No deja de ser una ironía que uno de los efectos más visibles del cambio climático —la escasez hídrica— termine poniendo en riesgo una de nuestras principales fuentes de energía renovable. La hidroelectricidad aporta alrededor del 20% de la generación eléctrica nacional y constituye un pilar fundamental para un sistema bajo en emisione. Sin agua, simplemente no puede cumplir ese rol.
Frente a este escenario, el país dispone de pocas alternativas capaces de responder con la rapidez y confiabilidad que exige la seguridad del suministro. Una de ellas es la generación a gas natural, que es la mejor alternativa dentro de los combustibles fósiles desde el punto de vista de la descarbonización, y que actualmente representa cerca del 13% de la matriz eléctrica. Para algunos, recurrir a esta fuente podría interpretarse como un retroceso en la agenda climática. Sin embargo, esa lectura desconoce una realidad fundamental: la transición energética no consiste en reemplazar una tecnología por otra
de un día para otro, sino en garantizar que el proceso sea técnica, económica y socialmente sostenible.
La descarbonización sigue siendo un objetivo irrenunciable para Chile y así ha quedado reflejado en la Ley Marco de Cambio Climático que nos obliga a ser carbono neutrales al 2050. Es una política correcta desde el punto de vista ambiental, económico y estratégico.
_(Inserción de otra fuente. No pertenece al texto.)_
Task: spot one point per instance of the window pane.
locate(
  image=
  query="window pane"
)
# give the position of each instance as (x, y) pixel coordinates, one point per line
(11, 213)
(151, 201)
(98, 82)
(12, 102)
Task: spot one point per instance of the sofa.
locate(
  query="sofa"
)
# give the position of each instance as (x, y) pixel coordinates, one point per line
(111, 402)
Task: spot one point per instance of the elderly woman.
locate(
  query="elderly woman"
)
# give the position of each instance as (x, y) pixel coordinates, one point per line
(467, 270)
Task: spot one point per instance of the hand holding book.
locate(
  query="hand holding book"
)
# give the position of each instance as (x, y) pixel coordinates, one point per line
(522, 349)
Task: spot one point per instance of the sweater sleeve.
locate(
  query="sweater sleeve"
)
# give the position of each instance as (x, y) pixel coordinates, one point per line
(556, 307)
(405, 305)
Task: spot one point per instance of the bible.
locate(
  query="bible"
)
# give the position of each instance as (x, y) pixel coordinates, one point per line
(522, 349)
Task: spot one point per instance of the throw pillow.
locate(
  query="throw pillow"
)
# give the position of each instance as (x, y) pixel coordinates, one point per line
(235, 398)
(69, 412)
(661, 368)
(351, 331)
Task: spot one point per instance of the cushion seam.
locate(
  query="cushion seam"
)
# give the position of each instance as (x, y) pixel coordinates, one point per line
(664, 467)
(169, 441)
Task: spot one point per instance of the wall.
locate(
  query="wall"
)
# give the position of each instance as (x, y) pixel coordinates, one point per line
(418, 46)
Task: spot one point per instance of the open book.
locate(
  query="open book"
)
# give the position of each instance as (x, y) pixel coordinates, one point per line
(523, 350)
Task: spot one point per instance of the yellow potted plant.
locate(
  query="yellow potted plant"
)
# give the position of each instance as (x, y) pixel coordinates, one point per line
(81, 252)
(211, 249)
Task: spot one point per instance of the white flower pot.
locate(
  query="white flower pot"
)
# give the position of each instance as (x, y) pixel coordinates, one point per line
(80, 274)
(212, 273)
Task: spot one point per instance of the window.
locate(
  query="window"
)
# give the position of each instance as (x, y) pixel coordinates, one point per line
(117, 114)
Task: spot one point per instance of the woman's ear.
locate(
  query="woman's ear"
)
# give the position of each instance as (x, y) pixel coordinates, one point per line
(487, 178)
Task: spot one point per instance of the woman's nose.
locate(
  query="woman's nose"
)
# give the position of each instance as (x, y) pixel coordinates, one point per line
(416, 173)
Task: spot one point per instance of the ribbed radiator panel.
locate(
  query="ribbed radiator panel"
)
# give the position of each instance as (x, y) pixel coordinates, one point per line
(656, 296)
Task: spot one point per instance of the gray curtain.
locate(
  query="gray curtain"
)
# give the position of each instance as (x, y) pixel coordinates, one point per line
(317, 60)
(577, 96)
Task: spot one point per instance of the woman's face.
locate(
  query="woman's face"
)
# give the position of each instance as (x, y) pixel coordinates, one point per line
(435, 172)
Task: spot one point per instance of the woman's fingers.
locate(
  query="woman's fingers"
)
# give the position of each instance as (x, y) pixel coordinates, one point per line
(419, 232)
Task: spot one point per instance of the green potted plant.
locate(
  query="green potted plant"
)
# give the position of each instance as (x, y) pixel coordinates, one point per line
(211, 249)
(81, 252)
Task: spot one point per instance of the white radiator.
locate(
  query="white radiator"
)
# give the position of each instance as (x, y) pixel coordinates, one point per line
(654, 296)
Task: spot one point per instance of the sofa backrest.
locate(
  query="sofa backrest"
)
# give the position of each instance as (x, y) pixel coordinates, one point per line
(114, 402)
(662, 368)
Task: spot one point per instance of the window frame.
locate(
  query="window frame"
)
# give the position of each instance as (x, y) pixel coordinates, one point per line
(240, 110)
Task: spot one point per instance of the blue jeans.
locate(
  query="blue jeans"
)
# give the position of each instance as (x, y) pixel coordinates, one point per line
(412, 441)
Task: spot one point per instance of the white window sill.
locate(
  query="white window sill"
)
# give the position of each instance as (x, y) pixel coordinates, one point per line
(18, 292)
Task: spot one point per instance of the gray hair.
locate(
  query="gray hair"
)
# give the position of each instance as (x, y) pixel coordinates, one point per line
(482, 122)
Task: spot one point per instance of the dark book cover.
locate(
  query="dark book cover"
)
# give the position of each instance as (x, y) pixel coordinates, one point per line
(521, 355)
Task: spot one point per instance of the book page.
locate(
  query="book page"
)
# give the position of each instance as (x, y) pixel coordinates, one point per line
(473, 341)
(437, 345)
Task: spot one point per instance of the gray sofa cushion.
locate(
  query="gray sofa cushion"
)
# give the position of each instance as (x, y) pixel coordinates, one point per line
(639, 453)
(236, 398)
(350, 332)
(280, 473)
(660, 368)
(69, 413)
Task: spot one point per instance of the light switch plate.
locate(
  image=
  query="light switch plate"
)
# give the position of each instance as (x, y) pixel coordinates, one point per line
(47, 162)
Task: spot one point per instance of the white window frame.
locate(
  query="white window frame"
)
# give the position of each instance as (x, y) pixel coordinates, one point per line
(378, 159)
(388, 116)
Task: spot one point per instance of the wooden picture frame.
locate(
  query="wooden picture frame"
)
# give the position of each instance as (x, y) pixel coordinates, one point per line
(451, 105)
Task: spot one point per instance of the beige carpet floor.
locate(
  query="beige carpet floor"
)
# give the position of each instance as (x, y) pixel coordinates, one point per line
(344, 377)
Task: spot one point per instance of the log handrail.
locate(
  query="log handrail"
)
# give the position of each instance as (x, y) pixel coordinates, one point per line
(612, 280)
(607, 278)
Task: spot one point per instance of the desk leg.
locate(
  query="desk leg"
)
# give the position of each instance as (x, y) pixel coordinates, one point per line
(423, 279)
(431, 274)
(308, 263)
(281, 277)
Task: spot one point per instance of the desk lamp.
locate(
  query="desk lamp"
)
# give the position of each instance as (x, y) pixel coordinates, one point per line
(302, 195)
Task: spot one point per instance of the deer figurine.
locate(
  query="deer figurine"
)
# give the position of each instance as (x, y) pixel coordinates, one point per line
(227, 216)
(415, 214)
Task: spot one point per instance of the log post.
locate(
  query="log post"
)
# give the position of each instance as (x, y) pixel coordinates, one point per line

Pero avanzar hacia ella exige reconocer que existen períodos de transición en los que ciertas tecnologías de respaldo son indispensables para asegurar el funcionamiento del sistema eléctrico y evitar consecuencias mucho más graves para las personas, la industria y los servicios esenciales.
Las energías renovables variables continúan expandiéndose con fuerza, al igual que el almacenamiento mediante baterías y el desarrollo de nuevas tecnologías. Sin embargo, mientras estas soluciones alcanzan la escala suficiente para entregar respaldo continuo, el gas natural seguirá desempeñando un papel relevante como combustible de transición.
La discusión no debería centrarse en si el gas es perfecto. No lo es. La pregunta correcta es si, dadas las circunstancias actuales, el país puede prescindir de él sin poner en riesgo el suministro eléctrico. La respuesta, al menos por ahora, parece evidente.
Las políticas públicas responsables no se construyen desde el voluntarismo ni desde posiciones ideológicas inflexibles. Se construyen equilibrando objetivos ambientales con seguridad energética, competitividad económica y bienestar social. Renunciar temporalmente a una fuente de respaldo sin contar con una alternativa equivalente no acelera la transición; simplemente aumenta la vulnerabilidad del sistema.
Chile debe mantener firme su compromiso con la carbono neutralidad, pero también debe evitar caer en falsas dicotomías. No se trata de elegir entre descarbonización o seguridad energética. El verdadero desafío es avanzar en ambas al mismo tiempo.
La crisis hídrica nos recuerda que el cambio climático no solo exige reducir emisiones; también obliga a adaptar nuestras decisiones a una realidad cada vez más compleja e incierta. En ese contexto, actuar con responsabilidad significa entender que una transición energética exitosa no es la más rápida a cualquier costo, sino aquella que logra descarbonizar sin comprometer la continuidad del suministro que sostiene la vida cotidiana y el desarrollo del país.
La pregunta que surge entonces es; ¿puede hoy nuestra matriz eléctrica ser 100% renovable?
La prudencia no es una renuncia a la ambición climática. Es precisamente la condición que permitirá alcanzarla.